L’annonce de la visite de Sergueï Lavrov, ministre russe des affaires étrangères est tombée ce lundi 29 mai 2023. Dans le cadre de sa tournée africaine, il vient s’entretenir avec son homologue burundais, le ministre Albert Shingiro. Son périple coïncide avec celui de Dymytro Kouleba, à la tête de la diplomatie ukrainienne, lui aussi dans une opération de charme en Afrique. Il est clair que la Russie mène une offensive diplomatique pour s’assurer des soutiens qu’elle est menacée de perdre à la suite de son intervention en Ukraine. Mais que gagne le Burundi dans tout cela ?
Bien que la présence de la Russie au Burundi soit très peu médiatisée, la Russie est bien là en mode soft power, dans le secteur éducatif en particulier. Bourse à l’appui, le pays de Poutine accueille depuis des années des étudiants burundais. Très récemment d’ailleurs, 100 bourses d’études ont été accordées et un cabinet de la langue russe vient d’être officiellement ouvert à l’Université du Burundi.

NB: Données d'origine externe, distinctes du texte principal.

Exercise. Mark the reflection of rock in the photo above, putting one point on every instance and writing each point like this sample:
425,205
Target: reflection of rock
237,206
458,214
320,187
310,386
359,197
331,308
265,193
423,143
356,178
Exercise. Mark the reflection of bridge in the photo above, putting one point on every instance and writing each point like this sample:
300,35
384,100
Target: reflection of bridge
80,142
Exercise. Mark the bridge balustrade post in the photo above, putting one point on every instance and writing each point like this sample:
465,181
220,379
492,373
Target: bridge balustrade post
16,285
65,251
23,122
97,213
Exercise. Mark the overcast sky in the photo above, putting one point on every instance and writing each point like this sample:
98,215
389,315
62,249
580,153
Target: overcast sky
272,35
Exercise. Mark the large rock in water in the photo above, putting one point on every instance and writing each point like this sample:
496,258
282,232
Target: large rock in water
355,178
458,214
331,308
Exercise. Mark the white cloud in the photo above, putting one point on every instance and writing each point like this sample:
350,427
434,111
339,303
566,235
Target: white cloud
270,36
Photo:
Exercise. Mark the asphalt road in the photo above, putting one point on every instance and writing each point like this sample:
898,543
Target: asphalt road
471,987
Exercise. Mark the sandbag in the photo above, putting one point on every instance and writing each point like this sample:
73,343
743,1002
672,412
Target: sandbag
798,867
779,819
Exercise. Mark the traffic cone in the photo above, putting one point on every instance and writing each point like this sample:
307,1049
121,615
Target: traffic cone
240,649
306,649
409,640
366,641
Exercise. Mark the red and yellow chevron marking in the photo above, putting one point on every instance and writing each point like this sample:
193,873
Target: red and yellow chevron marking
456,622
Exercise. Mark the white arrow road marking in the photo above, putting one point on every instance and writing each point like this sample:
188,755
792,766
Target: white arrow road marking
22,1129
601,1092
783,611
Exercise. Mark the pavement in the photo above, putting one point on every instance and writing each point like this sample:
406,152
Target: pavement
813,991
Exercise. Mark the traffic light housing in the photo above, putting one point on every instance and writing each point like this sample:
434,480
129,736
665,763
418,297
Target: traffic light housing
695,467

Malgré la discrétion du Kremlin, la Russie entretien de bonnes relations avec le gouvernement du Burundi. Pour preuve : il y a eu le blocage, via le droit de veto de la Russie au sein du conseil de sécurité de l’ONU de plusieurs résolutions sur le Burundi suite à la crise 2015. En retour, le Burundi s’est abstenu à chaque résolution de l’ONU exigeant à la Russie de cesser immédiatement de recourir à la force contre l’Ukraine.
Le Burundi et la Russie, c’est également des accords de coopération qui vont se focaliser sur l’énergie nucléaire, la santé, la justice et le domaine du travail.
Quid de la neutralité burundaise ?
La Russie est en pleine guerre avec l’Ukraine depuis février 2022. Par conséquent, elle a subi certaines sanctions qui l’ont relativement conduite à l’isolement diplomatique. Elle a par exemple été exclue de certaines discussions de l’Organisation mondiale du commerce (OMC). Elle a aussi perdu son statut d’observateur à l’Organisation européenne pour la recherche nucléaire (CERN) et l’Organisation internationale du travail (OIT) a suspendu sa collaboration avec Moscou jusqu’à un cessez-le-feu.
En outre, le 2 mars 2022, l’Assemblée générale de l’ONU a adopté une résolution exigeant le retrait des forces russes de l’Ukraine. « L’Assemblée générale exige également que la Fédération de la Russie retire immédiatement, complètement et sans condition toutes ses forces militaires du territoire ukrainien à l’intérieur des frontières internationalement reconnues du pays ».
Comme pour d’autres résolutions, le Burundi s’est abstenu. Et c’est un acte assumé, à en croire Albert Shingiro, le patron de la diplomatie burundaise : « Nous avons choisi l’abstention, la neutralité, le non-alignement. Il est vrai que, avant la levée des sanctions, nous votions en général avec la Russie. Mais le contexte a changé. Je pense que l’Union européenne est contente de notre vote, et que la Russie l’est aussi. »
Une question se pose néanmoins : est-il vraiment stratégique de favoriser la Russie dans nos relations aussi longtemps que nous espérons des aides de l’Occident ?
« Le Burundi entretient des partenariats stratégiques avec tous les pays qui veulent l’appuyer. L’Union européenne est l’un de nos partenaires traditionnels, tout comme les États-Unis […] Notre vision, c’est que chacun de ces partenaires se complète et qu’ils ne soient pas en compétition. Ils interviennent dans des domaines différents », explique Albert Shingiro défendant la nouvelle stratégie diplomatique de son gouvernement.
Souhaitons que cela dure et que le Burundi ne puisse plus revivre une expérience à la Bagaza. « J’ai approché tout le monde mais cela a failli me créer des ennuis avec les Belges. », disait ce dernier.